Jack came across in a motor on Saturday and is in great spirits and apparently robust health and vigour. We are all very glad to be reunited. The doctor here errs on the side of caution, and says that Jack must not bathe, bicycle or play lawn tennis at present, for fear of a chill. He also insists on George staying in bed for at least a full week.
Lady Maud (who is expecting a visit from Dolly and her children) is in prodigious and continual excitement about the infectiousness of mumps, rather as a topic of conversation than as a matter of alarm. She sits for hours in the garden talking to Sylvia about it continuously. I hear her now below, as I sit with George – “You can carry it about with you everywhere…” “The most infectious disease in the world.”
We had a visit on Saturday from Dr. Rendel, who is staying 20 miles off across the downs, and bicycled over. Otherwise we are alone, except for Jimmy, and are shunned by most of the neighbours.
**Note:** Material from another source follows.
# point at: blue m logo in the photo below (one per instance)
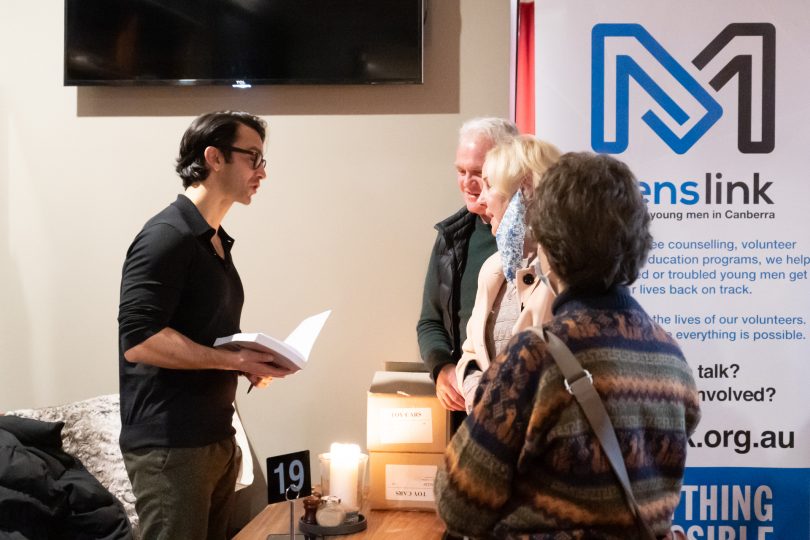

But we manage to get along very well.
From time to time I urge George to write to you, and he will probably screw himself up to the effort presently.
Yours affectly,
A.Ll.D.
Dr Rendel, whom Jack will remember quite as well as I do, had ceased to be our family doctor when we left London and went to Berkhamsted, but remained a friend. I think he had been at Marlborough with Arthur. Our last sight of him was in the summer holidays of 1909, at Postbridge, where he had built a house; having, I think, married money.
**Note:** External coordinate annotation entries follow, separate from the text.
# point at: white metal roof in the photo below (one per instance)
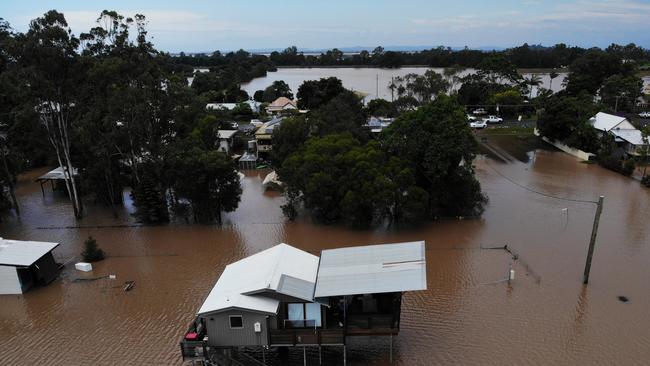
(226, 134)
(605, 121)
(281, 269)
(635, 137)
(57, 174)
(372, 269)
(23, 253)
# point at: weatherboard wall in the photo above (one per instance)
(9, 282)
I can’t say I really remember Lady Maud Parry, though I have a dim and misty recollection of her sitting in the Cudlow House garden that summer, with Dolly, talking to Sylvia. In the following extract from Dolly Ponsonby’s diary, the little dig at Margaret is no doubt fair enough, in a purely private document, and accurately observed; but as I smile at it I don’t forget her goodness and her love of Sylvia as well as Arthur, nor, for that matter, that Dolly P. was herself devoted to Margaret and used to see her regularly till the end of her life.
From Lady Ponsonby’s diary:
August, 1906. Went to see Sylvia in the evening. She is an amazing creature, certainly beauty and charm could not go further, and now she is more beautiful with a touch of sadness in her face, and her wonderful blue garments. She talked so naturally of all her hopes and fears regarding Arthur, and how Margaret’s luxury of woe attitude nearly killed her and her intenseness about everything.
When Margaret said she hates money on rails against it, Sylvia says, “I should love to have it. I should like to have gold stays and a scented bed and real lace pillows,” and Margaret is shocked and swallows it all.
Arthur is more pathetic than he was – it gives one a terrible twinge to see him with his poor maimed face, and always escaping from people…
[AB: Dolly’s diary continued: “Mr Barrie is always with them, a nurse to the children and an extraordinarily tactful and helpful companion to Sylvia and Arthur though his moods like those of most genius types sometimes appears to be a little trying.]